The search box has another action attached, in addition to the “search” action that we have described. This additional action takes place after every single character typed by the user. Originally, this kind of action was intended for validation of what the user types. On each keystroke, the triggered action can check whether the input character is acceptable, and reject or correct it if it is not.
The Google search page ingeniously repurposes that input validation to produce quite a different effect. The per-character action takes the partial search string (including the newly typed character) and hands it to the server for a search. But the browser is asking for a different kind of search from the ones we previously described. Instead of searching the web for corresponding results, there is a search of popular Google searches. Why is that helpful? Many other people may have previously searched for something similar to what you’ve typed so far.
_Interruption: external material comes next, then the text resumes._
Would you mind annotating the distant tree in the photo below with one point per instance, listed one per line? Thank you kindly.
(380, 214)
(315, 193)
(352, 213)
The set of all information on the web is inconceivably huge, but there is only a much smaller set of currently popular phrases resembling what you’ve typed so far. Accordingly, it’s possible to do a useful search of popular relevant phrases much more rapidly than is possible for searching the whole web.
The top few results of the search are supplied as possible choices that are displayed adjacent to the search box. Each such choice has an associated action to perform the corresponding search. Effectively, each character typed is triggering a program. That program contacts a Google server to run another program. That server program in turn sends back snippets of text each associated with its own little program. The user experiences all this as the service making helpful suggestions. Meanwhile, the underlying mechanism is doing a surprising amount of surprisingly complicated work in response to every single keystroke. Once again we see the possibilities that arise from the sheer number of steps that modern computers can take during an interval that seems quite short in human terms.